De voorzitter gaf aan om voor de volgende Raad met nieuwe suggesties te zullen komen voor een oplossing van het probleem van de opt out. Het voorzitterschap wil proberen tot een akkoord te komen tijdens deze Raad.
Aan het eind van de presentatie van het voorzitterschapsdocument verzocht de voorzitter de lidstaten om op dit moment niet te interveniëren en alleen nota te nemen van het voorliggende document. De Raad ging hiermee akkoord.


Ø Voorstel voor een verordening van het Europees Parlement en de Raad tot wijziging van Verordening (EEG) nr. 1408/71 van de Raad betreffende de toepassing van de socialezekerheidsregelingen op werknemers en zelfstandigen, alsmede op hun gezinsleden, die zich binnen de Gemeenschap verplaatsen, en van Verordening (EEG) nr. 574/72 van de Raad tot vaststelling van de wijze van toepassing van Verordening (EEG) nr. 1408/71 (Diverse wijzigingen 2004)

De Raad stemde in met een algemene oriëntatie over de tekst.

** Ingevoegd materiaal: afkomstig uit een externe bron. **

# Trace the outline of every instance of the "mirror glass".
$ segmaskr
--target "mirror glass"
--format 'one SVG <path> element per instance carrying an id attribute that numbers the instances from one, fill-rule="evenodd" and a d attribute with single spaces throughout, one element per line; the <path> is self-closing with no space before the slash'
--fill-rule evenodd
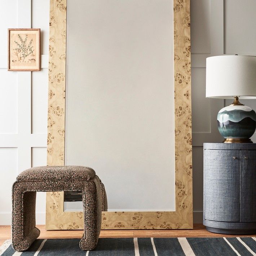
<path id="1" fill-rule="evenodd" d="M 67 0 L 67 13 L 65 164 L 95 170 L 109 211 L 175 211 L 173 1 Z"/>

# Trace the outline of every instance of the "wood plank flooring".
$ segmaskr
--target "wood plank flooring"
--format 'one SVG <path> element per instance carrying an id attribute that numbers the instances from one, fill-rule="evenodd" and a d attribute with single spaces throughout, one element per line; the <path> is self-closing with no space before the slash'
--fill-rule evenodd
<path id="1" fill-rule="evenodd" d="M 83 230 L 45 230 L 44 225 L 37 225 L 41 233 L 38 238 L 41 239 L 54 238 L 80 238 Z M 255 237 L 239 235 L 239 237 Z M 232 237 L 237 235 L 222 235 L 208 232 L 202 224 L 194 224 L 194 229 L 152 230 L 102 230 L 100 238 L 128 237 Z M 0 246 L 8 239 L 10 239 L 10 226 L 0 226 Z"/>

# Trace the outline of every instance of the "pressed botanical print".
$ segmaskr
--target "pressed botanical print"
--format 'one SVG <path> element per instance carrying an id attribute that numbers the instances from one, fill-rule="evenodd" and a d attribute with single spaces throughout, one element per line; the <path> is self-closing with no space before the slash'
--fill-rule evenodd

Ø Studie van het Comité voor sociale bescherming over particuliere pensioenregelingen

Tijdens zijn inleiding over de studie wees de voorzitter van het SPC er op dat de kennis en ervaring opgedaan rond aanvullende pensioenstelsels van nut zal zijn c.q. ingebracht zal worden bij de nieuwe cyclus van de NAP's pensioenen. Doel van de studie was om op systematische wijze informatie te verkrijgen over de huidige en eventueel toekomstige rol van private pensioenen in de verschillende lidstaten. De pensioenstelsels in verschillende lidstaten zijn zeer divers. Daarom zijn in het onderzoek meegenomen: de op wet gebaseerde (eerste pijler) pensioenen maar dan kapitaalgedekt en door private instanties geleid, de arbeidspensioenen (tweede pijler) en de individuele pensioenvoorzieningen (derde pijler). Hoewel de private pensioenvoorzieningen worden gezien als een aanvulling in de toekomstige pensioenstelsels, blijft in veel lidstaten de dekking van dergelijke voorzieningen onder de helft van de actieve beroepsbevolking. De bijdrage van private pensioenen aan het inkomen van de gepensioneerde zal ook in de toekomst lager blijven dan dat van de publiekgeleide "pay-as-you-go-pensioenen". In de studie staat dat een privaat pensioen niet dé oplossing voor de vergrijzing, maar wel belangrijk voor het opvullen van de gaten die ontstaan doordat in de publieke pensioenen gesneden wordt om ze betaalbaar te houden.
De Raad nam kennis van de studie.


Ø Diversen

o Groenboek over het beheer van de economische migratie: een EU-aanpak

Enkele lidstaten merkten op dat het Groenboek ook belangrijk was aangaande arbeidsmarkt en de sociale gevolgen. Deze lidstaten verzochten het voorzitterschap erom dit onderwerp op de agenda van de eerstvolgende Raad te zetten. Enkele lidstaten gaven daarbij aan dat ook de overgangsmaatregelen betreffende het vrij verkeer van personen hierbij ook aan de orde zou moeten komen.